Does it find colors inside a CSS style block?

No. Colors declared in a nested style element, like <style>.primary { fill: red }</style>, are out of scope because they need a full CSS parser to associate selectors with elements. The tool only reads inline fill and stroke attributes and inline style properties. Fortunately, that is how nearly every icon set and Figma-exported SVG in the wild writes its colors anyway, so this limitation rarely matters in practice.

Will it change colors in gradients or patterns?

No. The tool only touches direct fill and stroke declarations on shapes. Gradients and patterns define their own color stops inside gradient and pattern elements, which require a different replacement strategy. If you paste an SVG that uses gradients, the gradient will show up as a URL reference in the fill attribute and be left alone. For simple flat icons this is fine; for illustrations with gradients you will need an editor.

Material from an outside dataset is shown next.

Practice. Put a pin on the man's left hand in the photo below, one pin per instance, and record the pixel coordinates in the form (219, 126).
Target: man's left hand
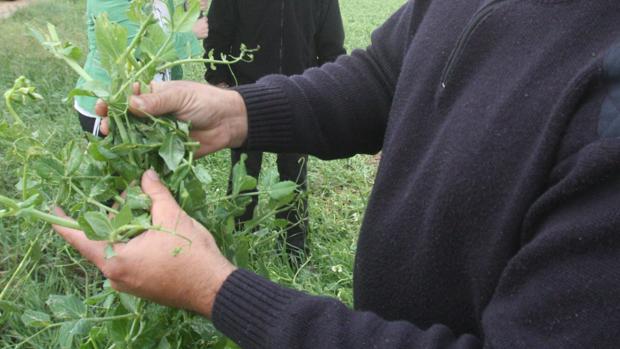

Is my SVG uploaded anywhere?

No. Every operation runs in your browser — parsing, detecting colors, replacing, previewing. The SVG never leaves your device. You can disconnect from the network and keep working. This is important because SVGs exported from design tools sometimes contain proprietary data you would rather not send to a server.

Can I bulk-recolor a whole folder of icons at once?

Not from this tool — it only handles one file at a time. For bulk processing of an entire icon set, paste each icon separately and apply the same color mapping, or use a script that calls the same replacement logic directly. The underlying function (applyReplacements) is exported and can be used from any Node script that reads SVG files and writes them back.